La première partie du film mise tout sur le fun. Humour et morceaux de bravoure. Aussi bien musicaux et sonores que cinématographiques. Comme l'a bien résumé le compère Marcel Martial, on dirait du Disney filmé par Tarantino. Et c'est vrai que Baby Driver ressemble à un conte de fée moderne. Le gentil est un vrai gentil, les méchants des sacrés salopards. Et il y a une princesse. Love story mimi. Mais par petites touches, l'envers des braquages se dévoile. La violence se fait plus présente. Le film bascule vers un polar plus sombre. Sanglant. Avec toujours la musique, prépondérante. Jusqu'à un final que, pour ma part, j'ai trouvé too much. Zik saturée, séquence grand guignolesque. Edgar Wright en roue libre a voulu nous en mettre trop plein la vue... et l'ouïe.

Au-delà des séquences survoltées et de la qualité de la B.O., le film tient grâce à son casting. Jamie Foxx, Jon Bernthal, Jon Hamm, Kevin Spacey et Eiza Gonzalez incarnent des bandits certes caricaturaux mais ils les jouent à fond, sans chercher à trop mettre de psychologie là où l'on n'en attend pas en fait. Concernant Ansel Elgort (Baby) et Lily James (son amoureuse), je suis partagé. Ils manquent un peu de caractère et en même temps, ils apportent une fraîcheur bienvenue dans ce monde de brutes sanguinaires.

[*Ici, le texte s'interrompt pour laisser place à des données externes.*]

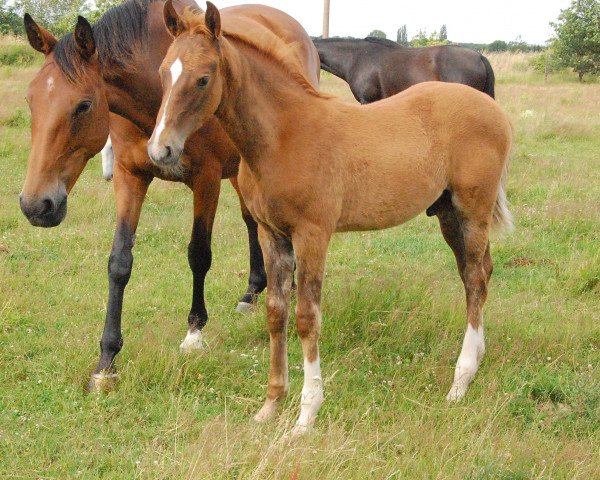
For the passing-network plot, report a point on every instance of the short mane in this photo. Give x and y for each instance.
(382, 41)
(267, 45)
(119, 34)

Et l'effacement relatif d'Elgort est raccord avec le caractère de son personnage. 

Atlantata Land

Enfin, le dernier attrait du film est lié à Atlanta, une ville souvent utilisée par Hollywood pour servir de décor à ses blockbusters (notamment les Marvel ou les Hunger Games). Au départ, Wright avait situé l'action de Baby Driver à L.A. Quand il a appris que le tournage se déroulerait dans la capitale de Géorgie, il a réécrit son scénar. Et intégré des lieux cultes (ou amenés à le devenir), tels la pizzeria Goodfellas, l'Octane Coffee ou la boutique Criminal Records, comme l'explique bien cet article de Paste.

A l'instar des plans de roues, de vinyls ou de tambours de machines à laver, Baby Driver est un film qui tourne à plein. Quelquefois, le moteur s'emballe, l'auto-radio se dérègle, les pneus patinent mais Wright remet son bolide sur la bonne voie, dans un crissement de pneus. Ces imperfections n'empêchent pas de sortir de la salle en se disant qu'on a pris son pied. Au plancher.